全国の公共図書館の貸出数はこの20年ほぼ倍増したが、書籍の販売冊数はピーク時から約3億冊減少した、とリード文にあるが、出版界の苦境を図書館のせいにするのは筋違いな気がする。問われているのは、図書館はどうあるべきか、だ。
2月2日に行われたシンポジウム「公共図書館はほんとうに本の敵?」の採録とともに掲載されているのは、作家与那原恵さんの現場ルポ「『民営化』の危険な罠」。
図書館の問題というと、真っ先に連想されるのが民営化された佐賀県武雄市図書館だろう。樋渡(ひわたし)啓祐前市長の主導によって、レンタルソフト大手「TSUTAYA」などを展開するカルチュア・コンビニエンス・クラブ(CCC)を指定管理者として委託。

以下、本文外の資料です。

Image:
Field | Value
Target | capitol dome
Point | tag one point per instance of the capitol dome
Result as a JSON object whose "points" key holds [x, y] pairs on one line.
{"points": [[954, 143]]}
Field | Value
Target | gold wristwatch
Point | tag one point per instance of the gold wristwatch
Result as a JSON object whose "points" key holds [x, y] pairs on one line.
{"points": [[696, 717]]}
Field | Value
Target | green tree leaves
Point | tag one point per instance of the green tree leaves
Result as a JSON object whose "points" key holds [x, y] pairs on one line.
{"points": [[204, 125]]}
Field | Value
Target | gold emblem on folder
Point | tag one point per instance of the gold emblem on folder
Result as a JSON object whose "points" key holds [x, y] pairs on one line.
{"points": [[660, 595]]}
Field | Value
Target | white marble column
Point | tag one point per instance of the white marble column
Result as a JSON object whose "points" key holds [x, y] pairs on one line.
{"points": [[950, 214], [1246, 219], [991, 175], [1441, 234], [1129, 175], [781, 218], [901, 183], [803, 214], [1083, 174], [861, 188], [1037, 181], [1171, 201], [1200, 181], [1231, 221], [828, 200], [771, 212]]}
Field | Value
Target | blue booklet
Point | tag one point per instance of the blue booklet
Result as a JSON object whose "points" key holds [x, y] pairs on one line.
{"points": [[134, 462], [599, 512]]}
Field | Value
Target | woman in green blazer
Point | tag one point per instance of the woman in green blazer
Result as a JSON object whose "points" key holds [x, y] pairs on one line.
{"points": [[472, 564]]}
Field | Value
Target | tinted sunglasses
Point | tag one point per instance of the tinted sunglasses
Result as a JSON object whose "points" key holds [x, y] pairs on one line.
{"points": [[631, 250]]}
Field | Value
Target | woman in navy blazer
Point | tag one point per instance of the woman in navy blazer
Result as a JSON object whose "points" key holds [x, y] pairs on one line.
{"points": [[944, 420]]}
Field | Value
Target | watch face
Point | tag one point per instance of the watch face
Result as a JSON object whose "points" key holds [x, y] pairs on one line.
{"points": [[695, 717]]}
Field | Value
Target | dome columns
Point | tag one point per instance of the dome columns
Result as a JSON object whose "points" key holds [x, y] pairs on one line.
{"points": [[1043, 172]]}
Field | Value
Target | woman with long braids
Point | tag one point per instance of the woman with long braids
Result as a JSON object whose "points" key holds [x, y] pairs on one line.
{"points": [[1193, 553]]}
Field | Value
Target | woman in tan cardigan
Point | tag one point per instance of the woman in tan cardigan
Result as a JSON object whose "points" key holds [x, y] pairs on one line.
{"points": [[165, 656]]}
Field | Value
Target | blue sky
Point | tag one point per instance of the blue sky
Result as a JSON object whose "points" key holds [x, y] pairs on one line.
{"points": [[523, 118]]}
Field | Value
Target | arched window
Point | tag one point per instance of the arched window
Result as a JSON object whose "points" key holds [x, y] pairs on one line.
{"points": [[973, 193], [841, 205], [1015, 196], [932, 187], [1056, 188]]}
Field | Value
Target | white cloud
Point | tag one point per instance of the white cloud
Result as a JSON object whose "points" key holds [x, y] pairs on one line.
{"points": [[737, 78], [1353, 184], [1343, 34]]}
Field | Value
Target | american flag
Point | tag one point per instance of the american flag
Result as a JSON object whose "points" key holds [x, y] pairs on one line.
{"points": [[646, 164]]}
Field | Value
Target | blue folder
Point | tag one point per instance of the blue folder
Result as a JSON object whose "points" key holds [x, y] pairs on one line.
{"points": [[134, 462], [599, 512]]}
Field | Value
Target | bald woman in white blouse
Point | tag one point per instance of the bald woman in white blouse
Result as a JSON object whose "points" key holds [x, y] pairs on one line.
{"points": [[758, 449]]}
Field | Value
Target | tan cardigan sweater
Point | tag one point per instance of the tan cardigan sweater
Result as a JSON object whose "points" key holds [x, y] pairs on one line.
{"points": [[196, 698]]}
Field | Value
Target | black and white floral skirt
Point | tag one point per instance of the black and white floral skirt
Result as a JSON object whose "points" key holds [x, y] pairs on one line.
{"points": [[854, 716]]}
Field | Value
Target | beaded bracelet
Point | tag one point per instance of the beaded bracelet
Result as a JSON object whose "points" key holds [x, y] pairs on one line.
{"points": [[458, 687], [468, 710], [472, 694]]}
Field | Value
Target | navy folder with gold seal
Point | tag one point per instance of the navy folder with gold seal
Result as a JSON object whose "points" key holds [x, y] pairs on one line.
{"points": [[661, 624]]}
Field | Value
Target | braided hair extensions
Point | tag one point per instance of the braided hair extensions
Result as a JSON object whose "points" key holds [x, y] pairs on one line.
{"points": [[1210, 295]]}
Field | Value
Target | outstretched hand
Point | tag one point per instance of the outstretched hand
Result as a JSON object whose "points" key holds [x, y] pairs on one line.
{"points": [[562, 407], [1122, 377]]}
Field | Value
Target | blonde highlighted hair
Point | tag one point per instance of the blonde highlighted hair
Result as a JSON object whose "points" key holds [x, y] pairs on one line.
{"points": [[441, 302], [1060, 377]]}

図書館はリニューアルされ、TSUTAYA、蔦屋書店、スターバックスコーヒーの併設などでメディアの注目を集めた。
与那原さんはその武雄市図書館を見学に訪れた。リニューアルの費用は市がほぼ負担。これによって資料が8760点廃棄され、なかには貴重な地域文化雑誌のバックナンバーもあり、問題視されているという。図書館の標準分類法であるNDC(日本十進分類法)でなく、蔦屋書店独自の「二十二の分類法」を採用した書架の配置にも驚かされた。
何より危惧を覚えるのは、貸出カードをTカードとすることでの、民間企業による図書館利用者の個人情報利用の危険性だ。日本図書館協会、日本文藝家協会などからの質問に、CCCは「図書館利用情報とTカード会員情報とはシステム上切り離しており、貸出記録も本の返却後に消去している」と回答している。
しかし、CCCは民間企業だ。委託契約は5年。その後撤退する可能性もある。このために構築された図書館システムは、そして蓄積された個人情報はどうなるのだろう。「図書館の自由に関する宣言」には、「第3 図書館は利用者の秘密を守る」とあるのだが。
隣接する伊万里市の伊万里市民図書館に、与那原さんは足を延ばす。こちらは武雄市と正反対を目指しているようだった。「伊万里をつくり 市民とともにそだつ 市民の図書館」を目標とし、指定管理者制度を導入していない。「本を大事にして、人(利用者と図書館員)を大事にして、施設を大事にしている」と言われ、武雄市図書館と並んで各地からの視察が絶えないという。
図書館の在り方が問われているからこそ、この2自治体に視察が絶えないのだろう。指定管理者制度を図書館に導入した自治体は多くあるが、「コスト削減のための民間委託」の先に何があるのか見据えているところは少ない。民営化が、猛威を振るう新自由主義の一連の流れと連動していることは確かだ。
与那原さんは、かつて6年ほど東京都内の図書館で働いていたそうだ。選書会議や分類、目録カード作りなどを懐かしく思い出す彼女に、現在でも図書館で働く先輩は嘆く。効率化が叫ばれ、スキルが生かせず、事務仕事に追われる。「図書館員の職人仕事の時代は終わったわね」
シンポジウムでも東京大学大学院教育学研究科教授の根本彰さんが、来館者数と貸出冊数によって行政評価が行なわれる点を問題視している。開館時間の延長、図書館員の疲弊、流行本が何冊も揃えられすぐに読まれなくなる現状…。